National Fitness Day - a great way to kick start an active lifestyle
As the nation gears up for National Fitness Day, leading consultant in diabetes Dr Mayank Patel talks about how activity can be the best medicine when it comes to long term health.
National Fitness Day is a great way to mobilise the country to be more active. As we will see today, this initiative is not just for highly toned and ultra fit, this is for anyone and everyone who could just do with a bit more activity in their lives.Dr Mayank Patel
Anything that gets people more active, means that fewer people will present at hospital with conditions that could have been helped by regular exercise.
Initiatives like National Fitness Day are an excellent way of raising the profile of how crucial regular exercise is in maintaining good health and can be associated with a reduced risk of developing conditions like Type 2 diabetes.
Another benefit of exercise can help the body to release ‘endorphins’ which help diminish pain while triggering positive feelings. They're sometimes referred to as the brain's "feel-good" chemicals, and are the body's natural painkillers. They also help preserve muscle strength, which is another benefit of keeping fit through regular exercise.
And it doesn’t have to mean marathon runs or signing up to gym classes, if the very idea of donning lycra makes you shudder.
You may have heard of an initiative called exercise snacking. That concept is based on research that involved a relatively small amount of people but that yielded some interesting findings.
The concept is about breaking down large periods of exercise into manageable chunks, particularly for people who don’t think they can fit any organised fitness activity into their busy lives.
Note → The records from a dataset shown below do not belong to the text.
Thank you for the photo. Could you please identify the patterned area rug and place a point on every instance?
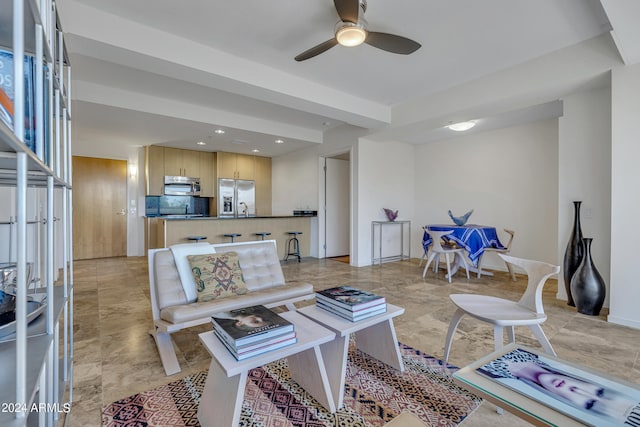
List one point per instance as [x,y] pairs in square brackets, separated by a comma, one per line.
[374,395]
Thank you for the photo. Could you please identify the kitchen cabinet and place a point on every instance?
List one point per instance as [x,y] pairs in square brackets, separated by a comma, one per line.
[207,185]
[178,162]
[37,358]
[154,170]
[161,161]
[263,185]
[235,166]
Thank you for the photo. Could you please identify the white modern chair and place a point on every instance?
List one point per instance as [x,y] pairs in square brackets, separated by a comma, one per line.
[437,249]
[502,313]
[506,250]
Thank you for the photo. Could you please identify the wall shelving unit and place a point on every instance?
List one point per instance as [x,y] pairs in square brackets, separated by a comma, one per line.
[37,360]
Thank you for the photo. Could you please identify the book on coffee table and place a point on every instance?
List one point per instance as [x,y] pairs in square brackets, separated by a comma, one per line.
[349,298]
[578,392]
[250,324]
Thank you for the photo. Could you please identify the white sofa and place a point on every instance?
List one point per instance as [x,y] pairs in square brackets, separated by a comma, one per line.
[173,311]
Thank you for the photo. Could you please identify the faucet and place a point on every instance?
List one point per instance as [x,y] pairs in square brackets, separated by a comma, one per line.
[245,209]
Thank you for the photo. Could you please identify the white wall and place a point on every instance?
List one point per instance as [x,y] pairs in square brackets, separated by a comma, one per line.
[585,175]
[385,179]
[508,177]
[625,202]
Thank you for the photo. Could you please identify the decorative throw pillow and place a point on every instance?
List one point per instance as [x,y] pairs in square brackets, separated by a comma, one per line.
[217,275]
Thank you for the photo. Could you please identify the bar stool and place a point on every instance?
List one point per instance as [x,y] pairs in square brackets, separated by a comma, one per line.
[293,241]
[232,236]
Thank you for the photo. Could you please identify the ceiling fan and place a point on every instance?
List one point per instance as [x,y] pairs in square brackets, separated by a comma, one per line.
[351,30]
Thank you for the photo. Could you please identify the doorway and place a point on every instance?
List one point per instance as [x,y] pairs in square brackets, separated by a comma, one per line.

It could mean popping out with colleagues for a brisk lunchtime walk, opting for the stairs instead of a lift or choosing to walk to the shops instead of taking the car. Activity in any form and for as long as you are able is the message.
Approximately 700 new cases of Type 2 diabetes are being diagnosed each day in the UK, according to Diabetes UK.
Treating diabetes and associated complications currently costs the NHS approximately £1.6 million pounds an hour or the equivalent of £6bn a year - and that figure is rising.
Along with the current National Diabetes Prevention Programme, raising awareness of what people can do for themselves to reduce their future risk of developing the condition is absolutely vital. Today is an excellent opportunity to kick-start a fitter lifestyle.